GHC Commentary: The Code Generator


Storage manager representations

The code generator needs to know the layout of heap objects, because it generates code that accesses and constructs those heap objects. The runtime also needs to know about the layout of heap objects, because it contains the garbage collector. How can we share the definition of storage layout such that the code generator and the runtime both have access to it, and so that we don't have to keep two independent definitions in sync?

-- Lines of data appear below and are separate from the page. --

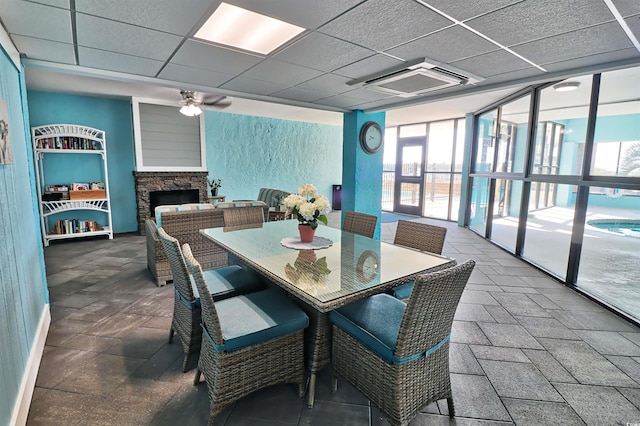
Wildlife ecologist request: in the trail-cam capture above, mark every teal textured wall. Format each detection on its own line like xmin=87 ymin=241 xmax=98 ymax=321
xmin=342 ymin=111 xmax=385 ymax=238
xmin=0 ymin=54 xmax=48 ymax=424
xmin=205 ymin=111 xmax=342 ymax=201
xmin=29 ymin=91 xmax=138 ymax=233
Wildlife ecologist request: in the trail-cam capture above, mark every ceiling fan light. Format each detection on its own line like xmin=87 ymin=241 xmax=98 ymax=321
xmin=553 ymin=81 xmax=580 ymax=92
xmin=180 ymin=103 xmax=202 ymax=117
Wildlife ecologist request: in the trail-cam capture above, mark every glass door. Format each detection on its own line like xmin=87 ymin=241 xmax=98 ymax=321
xmin=393 ymin=137 xmax=427 ymax=216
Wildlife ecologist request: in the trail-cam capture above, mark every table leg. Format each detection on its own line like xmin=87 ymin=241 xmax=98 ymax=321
xmin=300 ymin=302 xmax=331 ymax=408
xmin=307 ymin=371 xmax=316 ymax=408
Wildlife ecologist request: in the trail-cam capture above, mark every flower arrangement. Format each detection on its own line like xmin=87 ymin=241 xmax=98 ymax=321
xmin=209 ymin=179 xmax=222 ymax=189
xmin=284 ymin=183 xmax=331 ymax=230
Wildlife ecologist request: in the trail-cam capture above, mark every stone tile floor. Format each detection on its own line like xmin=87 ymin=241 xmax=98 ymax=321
xmin=27 ymin=218 xmax=640 ymax=426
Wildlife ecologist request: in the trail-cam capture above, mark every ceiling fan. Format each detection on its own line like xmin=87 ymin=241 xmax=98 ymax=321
xmin=179 ymin=90 xmax=231 ymax=117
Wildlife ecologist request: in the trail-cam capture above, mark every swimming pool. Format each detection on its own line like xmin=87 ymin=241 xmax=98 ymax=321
xmin=587 ymin=219 xmax=640 ymax=238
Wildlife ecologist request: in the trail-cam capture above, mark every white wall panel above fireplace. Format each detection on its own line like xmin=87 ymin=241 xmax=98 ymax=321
xmin=132 ymin=98 xmax=206 ymax=171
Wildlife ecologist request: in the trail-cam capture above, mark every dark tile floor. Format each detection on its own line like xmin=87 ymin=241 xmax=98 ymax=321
xmin=28 ymin=219 xmax=640 ymax=426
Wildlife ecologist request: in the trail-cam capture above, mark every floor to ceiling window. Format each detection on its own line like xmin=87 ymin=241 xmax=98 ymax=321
xmin=382 ymin=119 xmax=465 ymax=221
xmin=466 ymin=68 xmax=640 ymax=322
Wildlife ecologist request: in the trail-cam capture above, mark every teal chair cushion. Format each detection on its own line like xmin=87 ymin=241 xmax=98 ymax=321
xmin=211 ymin=288 xmax=309 ymax=352
xmin=329 ymin=294 xmax=406 ymax=363
xmin=391 ymin=281 xmax=413 ymax=300
xmin=190 ymin=265 xmax=264 ymax=303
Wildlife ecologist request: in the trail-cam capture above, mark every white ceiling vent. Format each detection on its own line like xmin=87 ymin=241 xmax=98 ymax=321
xmin=352 ymin=60 xmax=483 ymax=98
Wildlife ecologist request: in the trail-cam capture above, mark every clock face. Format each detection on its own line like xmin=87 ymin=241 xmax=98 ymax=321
xmin=360 ymin=121 xmax=383 ymax=154
xmin=356 ymin=250 xmax=378 ymax=283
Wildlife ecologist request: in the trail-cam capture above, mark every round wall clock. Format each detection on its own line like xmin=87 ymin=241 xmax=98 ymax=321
xmin=360 ymin=121 xmax=384 ymax=154
xmin=356 ymin=250 xmax=379 ymax=283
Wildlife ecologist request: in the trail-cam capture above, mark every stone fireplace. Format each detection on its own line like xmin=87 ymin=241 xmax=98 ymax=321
xmin=133 ymin=171 xmax=209 ymax=235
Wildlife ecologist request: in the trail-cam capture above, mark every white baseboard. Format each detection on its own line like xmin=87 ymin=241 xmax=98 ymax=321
xmin=9 ymin=304 xmax=51 ymax=426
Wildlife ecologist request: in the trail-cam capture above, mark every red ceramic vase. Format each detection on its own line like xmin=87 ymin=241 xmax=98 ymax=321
xmin=298 ymin=223 xmax=316 ymax=243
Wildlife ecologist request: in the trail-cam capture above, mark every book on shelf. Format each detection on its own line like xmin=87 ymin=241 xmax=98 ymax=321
xmin=50 ymin=219 xmax=104 ymax=235
xmin=36 ymin=136 xmax=100 ymax=150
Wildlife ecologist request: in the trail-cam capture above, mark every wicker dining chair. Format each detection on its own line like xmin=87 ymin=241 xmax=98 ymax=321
xmin=392 ymin=220 xmax=447 ymax=300
xmin=158 ymin=228 xmax=264 ymax=372
xmin=182 ymin=244 xmax=309 ymax=425
xmin=329 ymin=260 xmax=475 ymax=426
xmin=222 ymin=207 xmax=265 ymax=227
xmin=342 ymin=210 xmax=378 ymax=238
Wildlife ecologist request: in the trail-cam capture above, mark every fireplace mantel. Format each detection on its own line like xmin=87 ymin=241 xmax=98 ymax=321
xmin=133 ymin=171 xmax=209 ymax=235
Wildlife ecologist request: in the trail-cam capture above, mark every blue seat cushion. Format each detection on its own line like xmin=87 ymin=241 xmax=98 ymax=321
xmin=329 ymin=294 xmax=407 ymax=363
xmin=212 ymin=288 xmax=309 ymax=352
xmin=192 ymin=265 xmax=264 ymax=302
xmin=392 ymin=281 xmax=414 ymax=300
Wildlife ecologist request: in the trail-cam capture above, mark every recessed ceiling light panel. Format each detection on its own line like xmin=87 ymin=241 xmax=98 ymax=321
xmin=194 ymin=3 xmax=305 ymax=55
xmin=553 ymin=81 xmax=580 ymax=92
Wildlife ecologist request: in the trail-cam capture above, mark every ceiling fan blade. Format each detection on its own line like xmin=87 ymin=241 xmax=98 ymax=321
xmin=201 ymin=96 xmax=232 ymax=109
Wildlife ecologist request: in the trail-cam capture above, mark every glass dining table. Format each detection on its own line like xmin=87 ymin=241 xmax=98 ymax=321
xmin=200 ymin=220 xmax=456 ymax=408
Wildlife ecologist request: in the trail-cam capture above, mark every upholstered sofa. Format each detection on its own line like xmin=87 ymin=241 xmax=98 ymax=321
xmin=145 ymin=201 xmax=269 ymax=286
xmin=258 ymin=188 xmax=291 ymax=207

Currently we solve the problem this way:

  • C types representing heap objects are defined in the C header files, see for example includes/Closures.h.
  • A C program, includes/mkDerivedConstants.c, #includes the runtime headers. This program is built and run when you type make or make boot in includes/. It is run twice: once to generate includes\DerivedConstants.h, and again to generate includes/GHCConstants.h.
  • The file DerivedConstants.h contains lots of #defines like this:
    #define OFFSET_StgTSO_why_blocked 18
    which says that the offset to the why_blocked field of an StgTSO is 18 bytes. This file is #included into includes/Cmm.h, so these offests are available to the hand-written .cmm files.
  • The file GHCConstants.h contains similar definitions:
    oFFSET_StgTSO_why_blocked = 18::Int
    This time the definitions are in Haskell syntax, and this file is #included directly into compiler/main/Constants.lhs. This is the way that these offsets are made available to GHC's code generator.